We made a mistake! The column name collecting entity was an incorrect input. The ENA checklist suggests it is better named collecting institution. We need to rename the column, but how do we do it?

To rename the column collecting institution

  1. Click the down arrow next to collecting entity > Edit column > Rename this column. A pop-up window will appear on top.
  2. Type in collecting institution and press return.


Join columns

As we noted in the metadata module, there was a column in the data for sample_alias. In this dataset, we have lost that information and need to re-enter it. Aliases are only used as communicative references in a project but can help in identifying, separating, and clustering individual samples in downstream analyses.

To create aliases for our samples, we can combine cell information from the columns configuration and host subject id to create unique combinations.

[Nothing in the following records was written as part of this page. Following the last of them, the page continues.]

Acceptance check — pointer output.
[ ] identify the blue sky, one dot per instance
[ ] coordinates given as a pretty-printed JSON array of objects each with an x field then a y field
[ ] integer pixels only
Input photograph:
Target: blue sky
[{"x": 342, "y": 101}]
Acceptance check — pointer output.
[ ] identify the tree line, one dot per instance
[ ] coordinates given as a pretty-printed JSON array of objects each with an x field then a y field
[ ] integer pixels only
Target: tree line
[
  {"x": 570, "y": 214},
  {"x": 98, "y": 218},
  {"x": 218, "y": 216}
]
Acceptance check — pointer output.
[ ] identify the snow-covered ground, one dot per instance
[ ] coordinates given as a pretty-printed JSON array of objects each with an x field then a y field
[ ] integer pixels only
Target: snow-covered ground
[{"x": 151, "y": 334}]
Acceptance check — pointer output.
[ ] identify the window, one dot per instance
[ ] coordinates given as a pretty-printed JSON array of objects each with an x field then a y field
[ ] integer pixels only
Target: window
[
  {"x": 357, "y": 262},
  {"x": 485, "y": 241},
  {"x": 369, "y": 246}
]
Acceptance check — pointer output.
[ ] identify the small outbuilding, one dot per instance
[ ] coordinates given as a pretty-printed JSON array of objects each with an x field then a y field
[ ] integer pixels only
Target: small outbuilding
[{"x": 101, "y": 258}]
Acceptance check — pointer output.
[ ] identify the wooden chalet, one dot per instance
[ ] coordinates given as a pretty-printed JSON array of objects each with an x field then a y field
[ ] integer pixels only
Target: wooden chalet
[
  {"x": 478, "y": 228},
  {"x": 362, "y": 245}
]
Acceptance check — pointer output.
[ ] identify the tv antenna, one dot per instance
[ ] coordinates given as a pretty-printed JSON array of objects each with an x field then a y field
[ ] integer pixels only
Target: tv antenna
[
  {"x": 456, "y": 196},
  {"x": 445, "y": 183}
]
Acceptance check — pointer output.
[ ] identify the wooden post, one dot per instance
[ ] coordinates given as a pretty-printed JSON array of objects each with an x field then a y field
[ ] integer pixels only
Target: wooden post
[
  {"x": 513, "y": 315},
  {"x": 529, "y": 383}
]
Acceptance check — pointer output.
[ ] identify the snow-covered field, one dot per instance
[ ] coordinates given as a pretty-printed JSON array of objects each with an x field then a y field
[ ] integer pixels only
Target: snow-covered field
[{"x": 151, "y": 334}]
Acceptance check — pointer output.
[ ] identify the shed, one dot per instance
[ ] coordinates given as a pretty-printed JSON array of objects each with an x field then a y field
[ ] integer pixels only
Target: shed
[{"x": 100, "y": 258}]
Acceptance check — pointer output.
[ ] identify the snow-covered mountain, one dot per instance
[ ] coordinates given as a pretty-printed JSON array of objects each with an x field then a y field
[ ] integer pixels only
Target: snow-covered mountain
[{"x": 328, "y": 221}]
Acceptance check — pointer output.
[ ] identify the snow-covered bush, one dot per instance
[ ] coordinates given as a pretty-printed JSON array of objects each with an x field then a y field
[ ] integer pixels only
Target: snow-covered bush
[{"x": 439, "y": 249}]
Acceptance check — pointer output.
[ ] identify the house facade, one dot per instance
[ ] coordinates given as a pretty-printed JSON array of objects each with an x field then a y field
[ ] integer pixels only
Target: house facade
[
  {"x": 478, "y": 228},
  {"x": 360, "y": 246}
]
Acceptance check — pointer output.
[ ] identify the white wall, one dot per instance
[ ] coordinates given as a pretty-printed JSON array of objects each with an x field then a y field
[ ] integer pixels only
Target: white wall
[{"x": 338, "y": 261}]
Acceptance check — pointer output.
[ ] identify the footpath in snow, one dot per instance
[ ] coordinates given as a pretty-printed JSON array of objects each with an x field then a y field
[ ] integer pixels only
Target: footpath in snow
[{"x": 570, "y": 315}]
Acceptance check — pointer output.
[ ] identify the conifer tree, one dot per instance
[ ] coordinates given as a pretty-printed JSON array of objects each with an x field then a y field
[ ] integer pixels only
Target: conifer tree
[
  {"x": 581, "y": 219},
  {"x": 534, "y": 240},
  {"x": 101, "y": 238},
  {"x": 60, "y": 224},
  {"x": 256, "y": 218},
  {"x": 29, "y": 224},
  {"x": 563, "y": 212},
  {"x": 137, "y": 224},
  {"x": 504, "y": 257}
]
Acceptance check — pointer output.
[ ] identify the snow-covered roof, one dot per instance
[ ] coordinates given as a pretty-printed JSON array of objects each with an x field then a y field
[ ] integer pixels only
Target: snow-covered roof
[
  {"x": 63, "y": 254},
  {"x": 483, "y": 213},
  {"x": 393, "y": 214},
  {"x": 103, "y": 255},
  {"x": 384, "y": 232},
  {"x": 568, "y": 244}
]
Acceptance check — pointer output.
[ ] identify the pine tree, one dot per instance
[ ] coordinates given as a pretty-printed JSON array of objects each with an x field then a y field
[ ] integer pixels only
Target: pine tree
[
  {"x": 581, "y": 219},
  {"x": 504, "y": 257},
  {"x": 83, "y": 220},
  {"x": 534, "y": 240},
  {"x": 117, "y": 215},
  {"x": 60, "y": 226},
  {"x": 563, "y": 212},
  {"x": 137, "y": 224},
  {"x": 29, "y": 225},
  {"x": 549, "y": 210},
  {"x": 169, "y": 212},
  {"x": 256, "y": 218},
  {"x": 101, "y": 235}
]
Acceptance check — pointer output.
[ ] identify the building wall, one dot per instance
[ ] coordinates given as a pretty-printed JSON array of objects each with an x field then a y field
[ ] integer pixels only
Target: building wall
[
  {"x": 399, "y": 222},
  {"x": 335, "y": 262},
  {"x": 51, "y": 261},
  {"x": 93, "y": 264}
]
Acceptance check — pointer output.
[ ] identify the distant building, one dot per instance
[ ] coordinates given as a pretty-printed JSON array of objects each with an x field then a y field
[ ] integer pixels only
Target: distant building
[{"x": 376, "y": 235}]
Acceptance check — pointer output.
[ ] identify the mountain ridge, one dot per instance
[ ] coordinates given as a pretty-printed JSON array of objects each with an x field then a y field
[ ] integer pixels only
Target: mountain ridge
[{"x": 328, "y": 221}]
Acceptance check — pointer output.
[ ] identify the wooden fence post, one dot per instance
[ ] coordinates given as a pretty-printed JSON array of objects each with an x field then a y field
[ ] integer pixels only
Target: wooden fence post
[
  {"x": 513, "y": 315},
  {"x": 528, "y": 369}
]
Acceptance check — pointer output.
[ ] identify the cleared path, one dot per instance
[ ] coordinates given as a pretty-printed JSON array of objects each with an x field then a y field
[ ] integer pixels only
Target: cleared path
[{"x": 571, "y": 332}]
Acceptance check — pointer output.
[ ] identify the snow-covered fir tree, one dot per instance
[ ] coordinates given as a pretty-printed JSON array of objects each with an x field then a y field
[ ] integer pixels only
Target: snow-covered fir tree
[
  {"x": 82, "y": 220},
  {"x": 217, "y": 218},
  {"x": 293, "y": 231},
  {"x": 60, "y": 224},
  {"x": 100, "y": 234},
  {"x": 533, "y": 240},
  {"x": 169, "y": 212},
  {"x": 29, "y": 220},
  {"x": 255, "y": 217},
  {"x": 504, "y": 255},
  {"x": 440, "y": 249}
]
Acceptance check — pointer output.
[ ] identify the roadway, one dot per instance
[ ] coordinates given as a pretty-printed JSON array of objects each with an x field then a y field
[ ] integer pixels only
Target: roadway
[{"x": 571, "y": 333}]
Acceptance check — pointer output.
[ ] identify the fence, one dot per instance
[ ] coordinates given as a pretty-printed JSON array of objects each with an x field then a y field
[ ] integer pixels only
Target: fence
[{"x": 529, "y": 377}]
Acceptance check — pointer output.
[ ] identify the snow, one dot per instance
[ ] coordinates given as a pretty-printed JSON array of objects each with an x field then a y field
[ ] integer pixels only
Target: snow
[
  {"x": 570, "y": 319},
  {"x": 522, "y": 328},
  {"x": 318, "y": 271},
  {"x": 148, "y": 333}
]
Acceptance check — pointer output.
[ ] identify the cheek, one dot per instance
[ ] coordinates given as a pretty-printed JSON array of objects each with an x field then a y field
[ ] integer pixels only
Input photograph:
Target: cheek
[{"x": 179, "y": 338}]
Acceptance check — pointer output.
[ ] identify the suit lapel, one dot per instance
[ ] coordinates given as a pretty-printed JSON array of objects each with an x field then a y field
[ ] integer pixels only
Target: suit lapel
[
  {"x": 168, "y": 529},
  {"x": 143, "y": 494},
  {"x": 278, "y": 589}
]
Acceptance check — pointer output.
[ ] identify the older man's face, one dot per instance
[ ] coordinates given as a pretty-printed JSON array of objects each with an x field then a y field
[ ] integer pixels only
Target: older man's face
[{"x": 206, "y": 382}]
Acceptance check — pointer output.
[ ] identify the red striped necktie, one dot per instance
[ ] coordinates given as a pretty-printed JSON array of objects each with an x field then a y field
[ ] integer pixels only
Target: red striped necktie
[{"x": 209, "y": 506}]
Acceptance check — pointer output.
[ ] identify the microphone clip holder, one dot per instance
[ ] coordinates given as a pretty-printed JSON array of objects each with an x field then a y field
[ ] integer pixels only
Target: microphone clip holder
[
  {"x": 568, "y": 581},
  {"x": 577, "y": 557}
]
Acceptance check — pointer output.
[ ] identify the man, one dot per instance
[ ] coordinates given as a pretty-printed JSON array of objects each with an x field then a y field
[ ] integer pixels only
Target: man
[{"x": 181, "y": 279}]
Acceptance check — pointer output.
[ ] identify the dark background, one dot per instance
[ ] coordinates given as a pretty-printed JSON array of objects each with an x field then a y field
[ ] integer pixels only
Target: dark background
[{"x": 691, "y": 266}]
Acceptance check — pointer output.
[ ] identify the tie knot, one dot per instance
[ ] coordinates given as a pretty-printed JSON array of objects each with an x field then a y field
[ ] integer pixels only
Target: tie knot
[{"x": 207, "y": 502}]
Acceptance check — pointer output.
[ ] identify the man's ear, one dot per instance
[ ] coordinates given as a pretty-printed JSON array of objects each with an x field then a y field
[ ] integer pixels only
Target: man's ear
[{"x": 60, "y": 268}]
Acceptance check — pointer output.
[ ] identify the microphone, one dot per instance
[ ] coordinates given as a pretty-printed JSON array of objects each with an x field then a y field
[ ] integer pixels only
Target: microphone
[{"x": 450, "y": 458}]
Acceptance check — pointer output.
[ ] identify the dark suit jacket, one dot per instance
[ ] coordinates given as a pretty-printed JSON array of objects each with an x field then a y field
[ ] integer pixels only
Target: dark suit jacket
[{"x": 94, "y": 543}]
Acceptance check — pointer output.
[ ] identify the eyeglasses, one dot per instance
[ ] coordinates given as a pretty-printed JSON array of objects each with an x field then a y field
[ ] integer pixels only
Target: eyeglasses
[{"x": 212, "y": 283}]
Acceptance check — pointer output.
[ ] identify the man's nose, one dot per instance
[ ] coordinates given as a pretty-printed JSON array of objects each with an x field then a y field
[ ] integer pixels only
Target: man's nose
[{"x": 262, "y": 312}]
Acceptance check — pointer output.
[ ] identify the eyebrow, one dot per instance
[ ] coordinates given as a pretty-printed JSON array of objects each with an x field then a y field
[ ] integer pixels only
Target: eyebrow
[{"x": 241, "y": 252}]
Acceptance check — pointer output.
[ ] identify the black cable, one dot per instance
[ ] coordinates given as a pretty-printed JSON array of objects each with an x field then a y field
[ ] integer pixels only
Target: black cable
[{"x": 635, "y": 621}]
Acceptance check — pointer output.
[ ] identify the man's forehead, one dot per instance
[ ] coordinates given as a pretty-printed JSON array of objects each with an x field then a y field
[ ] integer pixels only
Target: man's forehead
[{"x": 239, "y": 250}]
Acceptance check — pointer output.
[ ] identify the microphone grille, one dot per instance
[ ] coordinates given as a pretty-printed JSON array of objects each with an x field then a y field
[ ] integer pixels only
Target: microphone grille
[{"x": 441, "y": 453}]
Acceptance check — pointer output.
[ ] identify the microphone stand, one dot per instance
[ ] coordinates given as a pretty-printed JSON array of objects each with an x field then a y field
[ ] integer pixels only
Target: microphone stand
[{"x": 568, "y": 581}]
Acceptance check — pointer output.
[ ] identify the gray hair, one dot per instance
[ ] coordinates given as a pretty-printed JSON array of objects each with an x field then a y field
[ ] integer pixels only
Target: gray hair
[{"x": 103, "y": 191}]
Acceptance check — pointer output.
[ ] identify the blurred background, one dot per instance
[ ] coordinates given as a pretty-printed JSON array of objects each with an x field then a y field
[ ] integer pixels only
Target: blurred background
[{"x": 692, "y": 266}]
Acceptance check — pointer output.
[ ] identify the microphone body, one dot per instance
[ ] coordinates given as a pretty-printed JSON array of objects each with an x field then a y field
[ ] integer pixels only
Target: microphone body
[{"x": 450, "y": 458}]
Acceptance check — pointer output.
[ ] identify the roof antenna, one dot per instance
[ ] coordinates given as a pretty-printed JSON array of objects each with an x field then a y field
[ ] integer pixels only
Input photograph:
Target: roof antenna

  1. First we click the down arrow next to configuration and select Edit column > Join columns.... A pop-up window will appear.
  2. On the left side, choose which columns to join. Verify that configuration is already ticked and tick host subject id as well. (Notice that you can change the order of the information to combine by drag-and-drop the order of ticked columns in the list). To the right, there are several options for the join.
  3. In the separator field, enter an underscore _.
  4. Click Write result in new column named… and enter sample_alias.
  5. If ticked, untick the option Delete joined columns. (we wish to keep the originating columns) and click OK.
  6. Move the new sample_alias column to the beginning by selecting Edit column > Move column to beginning.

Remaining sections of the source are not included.